AI Overview citations increased substantially after the schema work shipped. ChatGPT and Perplexity both started citing Magic Square on app discovery and security queries where they had previously cited only the underlying apps directly.
The /security/ section drove an outsized share of conversion lift. Conversion rate (defined as the user clicking through to actually use a listed app) on security-content pages came in 23% above the site average. Users who landed on a security review page were pre-qualified and converted better.
5 tactical lessons you can apply
Wallet SDK lazy-loading is the highest-ROI Web3 CWV fix
RainbowKit, Web3Modal and wagmi each cost 200-500KB of initial JS. Eager-loading them on marketing pages where users have no intent to connect wastes the entire performance budget. Lazy-load behind a click trigger and recover 200-300ms of TBT instantly.
Cache IPFS images aggressively. Always.
Public IPFS gateways routinely take 5-8 seconds to serve images. Twitter, LinkedIn and Google's crawler all timeout before that. Dual-host: IPFS hash for permanence (referenced in contracts and metadata), CDN URL for serving (in og:image, src attributes, schema). Cloudflare R2 free tier covers most projects.
Schema split by content type beats blanket Article
An app store has multiple content types in one taxonomy. NFT marketplaces are Service. DeFi positions are FinancialProduct. Token launches are Cryptocurrency. Splitting schema by app category enables rich result eligibility per type. Blanket Article on everything wastes the eligibility entirely.
CWV time-to-impact is the fastest in SEO
CWV is unique in that lab data improves immediately and field data (CrUX) updates within 28 days. Most SEO work has a 60-90 day measurement window. CWV fixes show their work within four weeks. Use this when prioritizing engagement plans for clients who need early wins.
Build content destinations before deploying schema that points to them
We launched FAQPage schema with cssSelectors pointing at sections of /security/ that weren't fully populated. Worked but messy. Better sequence: build the destination, populate it, then deploy schema that signals AI engines to extract from it.
AB's takeaway
Magic Square was the cleanest engagement of the four because the problems were tactical and the fixes were well-understood. The lazy-load wallet SDK pattern, the IPFS CDN caching pattern and the schema split pattern are all things we've since codified into Crawlux audit modules.
The time-to-impact was the standout. Most SEO work has a 60-90 day measurement window. The CWV work showed lab data improvement immediately and field data improvement within the 28-day CrUX window.

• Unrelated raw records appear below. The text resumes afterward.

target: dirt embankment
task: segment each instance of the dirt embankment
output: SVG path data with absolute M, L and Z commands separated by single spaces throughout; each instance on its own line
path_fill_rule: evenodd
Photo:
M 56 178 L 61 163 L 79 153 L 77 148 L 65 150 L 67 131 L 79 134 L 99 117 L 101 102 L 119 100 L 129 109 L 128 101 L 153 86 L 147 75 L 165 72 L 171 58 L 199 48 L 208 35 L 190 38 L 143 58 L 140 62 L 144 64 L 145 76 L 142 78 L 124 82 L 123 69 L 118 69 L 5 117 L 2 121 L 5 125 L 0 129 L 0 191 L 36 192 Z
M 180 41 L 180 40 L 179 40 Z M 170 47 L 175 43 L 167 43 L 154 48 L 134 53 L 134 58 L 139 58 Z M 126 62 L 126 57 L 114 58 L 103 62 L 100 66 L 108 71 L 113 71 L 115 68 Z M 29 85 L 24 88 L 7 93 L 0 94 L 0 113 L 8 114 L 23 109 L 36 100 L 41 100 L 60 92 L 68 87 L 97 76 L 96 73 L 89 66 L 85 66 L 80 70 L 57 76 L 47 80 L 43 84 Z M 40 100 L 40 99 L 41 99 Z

The team could see the change in their own measurements within two weeks.
The schema work followed a longer timeline (60-90 days for ranking impact) but the AEO citation lift showed up within three weeks. AI engines re-crawl frequently. Schema improvements show up in citation rates much faster than they show up in Google rankings.
What we'd do differently
One thing.
We'd have built the /security/ content hub before the schema work rather than alongside it. The schema work assumed a destination existed for the security FAQ entries. The destination got built in parallel with the schema. This was workable but it meant the schema went live with some FAQ entries pointing at sections of the security hub that weren't fully populated yet. Sequencing the hub first would have meant cleaner schema launches and a more polished initial experience.
Beyond that, the engagement ran clean. The technical fixes were textbook applications of patterns that work. The team executed quickly. The results were measurable.
We had been chasing CWV improvements for a year with no real progress. TG3 fixed it in two weeks. The schema work shipped on top and the citation rate change in AI engines has been a real channel for us.